Monday, February 16, 2009

Bold Growth

For some in the early 2000s, blogging was to be just a kind of self-centered fad. Now at the start of 2009, with the number of blogs now tracked by Technorati between then and now at 133 million, you can guess how this much this statement was in the wrong.

While I can't deny that a part of blogging isn't self-centered, from what I've seen, the lifeblood of any good blog is its ability to bring the content. It advances the fringe where ideas are evaluated based on their merit rather than their source. In The Art of Blogging, George Siemens refers to a blog as a tool for self-expression, learning, community building, self-marketing and campaigning. The real-time and free-flow elements of the medium are something to be harnessed.

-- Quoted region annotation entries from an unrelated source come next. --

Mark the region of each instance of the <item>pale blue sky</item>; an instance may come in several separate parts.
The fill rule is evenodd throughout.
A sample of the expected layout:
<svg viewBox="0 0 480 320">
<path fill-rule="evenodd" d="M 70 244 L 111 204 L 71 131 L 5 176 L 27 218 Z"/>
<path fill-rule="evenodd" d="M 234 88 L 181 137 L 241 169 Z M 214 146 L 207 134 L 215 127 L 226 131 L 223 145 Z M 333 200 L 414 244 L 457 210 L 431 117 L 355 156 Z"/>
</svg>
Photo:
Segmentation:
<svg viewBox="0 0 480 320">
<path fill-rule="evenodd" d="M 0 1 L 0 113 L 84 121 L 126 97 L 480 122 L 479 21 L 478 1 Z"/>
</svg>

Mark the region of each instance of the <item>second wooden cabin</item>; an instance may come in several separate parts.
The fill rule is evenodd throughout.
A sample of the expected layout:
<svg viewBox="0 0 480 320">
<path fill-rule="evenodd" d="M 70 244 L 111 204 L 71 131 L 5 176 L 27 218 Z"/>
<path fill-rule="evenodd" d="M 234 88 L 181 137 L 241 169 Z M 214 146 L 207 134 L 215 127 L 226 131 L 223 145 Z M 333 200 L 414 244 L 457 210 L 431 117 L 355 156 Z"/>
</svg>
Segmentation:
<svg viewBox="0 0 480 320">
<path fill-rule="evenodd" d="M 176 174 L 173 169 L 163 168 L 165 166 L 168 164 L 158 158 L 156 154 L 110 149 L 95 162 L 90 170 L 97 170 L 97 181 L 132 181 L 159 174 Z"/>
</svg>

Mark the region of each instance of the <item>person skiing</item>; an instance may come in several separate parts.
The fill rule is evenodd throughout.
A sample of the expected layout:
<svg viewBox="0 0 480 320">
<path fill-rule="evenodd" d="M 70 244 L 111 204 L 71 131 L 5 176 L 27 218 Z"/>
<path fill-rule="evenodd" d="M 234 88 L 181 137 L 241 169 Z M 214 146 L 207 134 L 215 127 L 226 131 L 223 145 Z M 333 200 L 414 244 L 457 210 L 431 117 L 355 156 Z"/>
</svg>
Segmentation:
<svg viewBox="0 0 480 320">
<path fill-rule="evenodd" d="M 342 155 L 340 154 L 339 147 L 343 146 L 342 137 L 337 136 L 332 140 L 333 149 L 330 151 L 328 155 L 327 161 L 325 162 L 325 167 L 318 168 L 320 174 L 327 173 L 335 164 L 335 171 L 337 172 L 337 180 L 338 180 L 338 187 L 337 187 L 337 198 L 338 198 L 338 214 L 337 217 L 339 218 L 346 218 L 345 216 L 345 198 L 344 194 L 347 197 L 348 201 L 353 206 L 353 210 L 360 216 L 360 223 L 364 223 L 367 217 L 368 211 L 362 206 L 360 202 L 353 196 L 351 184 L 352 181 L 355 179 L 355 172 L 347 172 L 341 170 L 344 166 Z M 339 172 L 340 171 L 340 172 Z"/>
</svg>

The weaknesses of the uncensored, unmediated and uncontrolled voice are clear features that differentiate it. In this way it is a weblog's greatest weaknesses that bring about its strengths. Subscribing to a kind of ethical code referred to in Rebecca Blood's seminal 2001 article Weblog Ethics, a blog can be created to make a better contribution to topics of interest.

Just like any innovation which is built on existing perceptions and structures, the fruition of cyberspace and the blogosphere is not complete. This disruptive technology has continued its strong organic growth within the available means of technology.

What seems certain for now is that blogging satisfies some core human demand. Information, instead of just being put together by media organizations is now imagery-laced, hyperlinked, democratized and community-based. The story-telling is up to those that we can either relate to or choose to ignore.